“Big Mouth” gives a stage to the dramas of puberty
By Meghan Rogers
Going through puberty was hard for everyone, but now that you have comfortably metamorphosed into a beautiful butterfly, hopefully you can now laugh along at one of Netflix’s newest shows, “Big Mouth.” “Big Mouth” is an animated show created by Nick Kroll, Andrew Goldberg, Mark Levin and Jennifer Flackett. The show is based on Kroll’s and Goldberg’s childhood growing up in New York. The show focuses primarily on the characters, all in early middle school, as they go through puberty and their relationship to their respective “hormone monsters.” Maurice the Hormone Monster (voiced by Kroll) and Connie the Hormone Monstress (voiced by Maya Rudolph), are shown as hypersexual extremes.Though they are both often the funniest characters, a lot of their material can be considered gross. Nevertheless, you’ll be sure to laugh awkwardly at their disturbing and unfortunately relatable jokes. They are most closely shown as the Freudian “id,” spouting obscene advice at their pubescent “clients” that the pre-teen must then filter into a more socially acceptable statement. In this way, the hormone monsters live up to their name as monsters that the young characters must learn to deal and live with harmoniously.

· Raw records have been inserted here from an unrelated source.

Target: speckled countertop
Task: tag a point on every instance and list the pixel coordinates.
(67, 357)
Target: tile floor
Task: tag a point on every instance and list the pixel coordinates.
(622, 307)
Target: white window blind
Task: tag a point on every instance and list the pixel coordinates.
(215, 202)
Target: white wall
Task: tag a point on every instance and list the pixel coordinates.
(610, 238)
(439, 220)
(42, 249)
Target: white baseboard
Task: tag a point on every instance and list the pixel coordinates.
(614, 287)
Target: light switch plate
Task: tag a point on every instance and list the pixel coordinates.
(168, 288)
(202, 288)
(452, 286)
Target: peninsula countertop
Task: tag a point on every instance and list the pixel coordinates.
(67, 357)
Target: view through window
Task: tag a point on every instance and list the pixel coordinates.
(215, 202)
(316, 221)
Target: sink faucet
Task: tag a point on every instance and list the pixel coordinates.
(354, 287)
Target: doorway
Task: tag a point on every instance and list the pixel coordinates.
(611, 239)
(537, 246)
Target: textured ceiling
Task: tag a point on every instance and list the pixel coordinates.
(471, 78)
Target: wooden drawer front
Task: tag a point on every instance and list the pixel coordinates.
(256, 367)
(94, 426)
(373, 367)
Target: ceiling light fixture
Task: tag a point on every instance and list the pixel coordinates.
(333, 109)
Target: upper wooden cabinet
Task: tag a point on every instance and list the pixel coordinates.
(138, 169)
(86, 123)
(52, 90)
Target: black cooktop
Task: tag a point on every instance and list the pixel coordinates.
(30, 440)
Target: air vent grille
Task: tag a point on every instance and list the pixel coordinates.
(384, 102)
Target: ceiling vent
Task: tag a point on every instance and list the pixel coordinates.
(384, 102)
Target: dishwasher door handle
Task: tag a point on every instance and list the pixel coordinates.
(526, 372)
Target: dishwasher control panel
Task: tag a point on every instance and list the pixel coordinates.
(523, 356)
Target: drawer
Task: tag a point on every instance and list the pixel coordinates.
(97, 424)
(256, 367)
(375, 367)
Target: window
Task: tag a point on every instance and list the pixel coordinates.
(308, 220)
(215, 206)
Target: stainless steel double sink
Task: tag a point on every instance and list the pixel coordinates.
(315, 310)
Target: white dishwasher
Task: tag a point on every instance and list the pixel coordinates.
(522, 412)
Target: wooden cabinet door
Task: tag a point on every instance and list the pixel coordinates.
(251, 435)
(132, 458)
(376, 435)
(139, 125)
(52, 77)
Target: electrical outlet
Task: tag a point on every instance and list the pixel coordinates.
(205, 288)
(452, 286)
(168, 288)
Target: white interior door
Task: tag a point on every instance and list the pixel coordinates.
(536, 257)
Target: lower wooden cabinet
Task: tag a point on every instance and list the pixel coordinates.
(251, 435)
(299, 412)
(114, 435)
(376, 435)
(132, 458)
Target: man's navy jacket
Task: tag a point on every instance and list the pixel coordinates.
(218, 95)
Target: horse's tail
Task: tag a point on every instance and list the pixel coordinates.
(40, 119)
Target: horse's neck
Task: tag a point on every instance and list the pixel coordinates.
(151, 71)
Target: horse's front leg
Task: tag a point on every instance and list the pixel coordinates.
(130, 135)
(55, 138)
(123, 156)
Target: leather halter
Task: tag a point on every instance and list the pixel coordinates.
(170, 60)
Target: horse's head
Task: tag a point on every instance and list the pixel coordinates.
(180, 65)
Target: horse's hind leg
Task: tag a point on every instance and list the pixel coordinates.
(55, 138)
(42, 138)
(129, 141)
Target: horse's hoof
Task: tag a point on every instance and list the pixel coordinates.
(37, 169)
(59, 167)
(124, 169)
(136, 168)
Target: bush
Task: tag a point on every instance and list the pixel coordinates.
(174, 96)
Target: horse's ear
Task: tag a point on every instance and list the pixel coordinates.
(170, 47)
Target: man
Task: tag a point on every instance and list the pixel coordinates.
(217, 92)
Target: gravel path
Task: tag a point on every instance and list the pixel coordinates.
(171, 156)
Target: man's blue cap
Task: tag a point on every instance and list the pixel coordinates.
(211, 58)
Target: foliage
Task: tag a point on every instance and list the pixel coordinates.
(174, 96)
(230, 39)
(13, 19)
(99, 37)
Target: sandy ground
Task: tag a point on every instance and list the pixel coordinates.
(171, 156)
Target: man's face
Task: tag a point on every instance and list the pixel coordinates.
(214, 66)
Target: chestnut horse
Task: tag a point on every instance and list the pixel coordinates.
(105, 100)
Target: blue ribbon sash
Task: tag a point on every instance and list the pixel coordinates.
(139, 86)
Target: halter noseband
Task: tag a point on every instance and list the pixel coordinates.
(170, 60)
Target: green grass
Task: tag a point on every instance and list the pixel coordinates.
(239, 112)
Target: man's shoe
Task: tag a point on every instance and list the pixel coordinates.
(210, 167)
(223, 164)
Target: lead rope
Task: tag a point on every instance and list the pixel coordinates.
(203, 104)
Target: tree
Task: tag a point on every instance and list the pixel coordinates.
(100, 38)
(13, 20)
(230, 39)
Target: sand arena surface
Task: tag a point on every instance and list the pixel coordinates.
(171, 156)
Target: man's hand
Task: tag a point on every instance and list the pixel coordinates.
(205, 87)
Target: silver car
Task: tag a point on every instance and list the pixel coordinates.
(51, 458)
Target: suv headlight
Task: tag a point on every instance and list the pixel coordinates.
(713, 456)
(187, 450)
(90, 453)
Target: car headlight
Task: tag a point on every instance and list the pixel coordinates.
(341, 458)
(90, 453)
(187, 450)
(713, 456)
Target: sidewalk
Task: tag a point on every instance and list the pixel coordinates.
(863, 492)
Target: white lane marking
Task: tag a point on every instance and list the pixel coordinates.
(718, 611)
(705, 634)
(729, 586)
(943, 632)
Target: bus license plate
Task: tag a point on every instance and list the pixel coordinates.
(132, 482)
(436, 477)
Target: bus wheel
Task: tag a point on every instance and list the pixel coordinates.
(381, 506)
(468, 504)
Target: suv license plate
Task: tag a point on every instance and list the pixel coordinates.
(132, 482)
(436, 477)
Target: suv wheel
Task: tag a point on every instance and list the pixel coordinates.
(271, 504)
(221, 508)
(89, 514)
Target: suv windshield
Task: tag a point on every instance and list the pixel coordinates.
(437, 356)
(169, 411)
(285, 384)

As a whole, having a TV show that talks about puberty in such a candid, accessible and funny way is an important step towards sex positivity. However, I don’t think that the way the show is approached would be something that would be very educational or beneficial to the people actually going through puberty. I think most of the humor coming from it is more of a laugh of shared embarrassment due to having gone through the process already.
Even though the show is educational about puberty, I think that it would make most people going through puberty very uncomfortable. For instance, many of the characters express wanting to masturbate frequently and it is shown often. For people that are going through puberty, this has not been normalized enough on a cultural level for them to be able to comfortably watch the program, especially around other people. While it may reflect the experience of puberty with gut-wrenching accuracy, they seem intended to pull from viewers’ deep memories, rather than their current experiences. Also, many of the jokes are geared towards a more mature audience, with references to pop culture or older shows like “Seinfeld” that could go over the head of a younger audience.
Maurice the Hormone Monster describes it best in the last episode: “Look, I know this all seems embarrassing now, boys, but maybe one day you’ll look back on this fondly, and perhaps even make something beautiful out of it.” In the ways that the creators were able to reflect on their embarrassing moments going through puberty, they create a show that allows its audience to see puberty as an experience of shared growth and humor.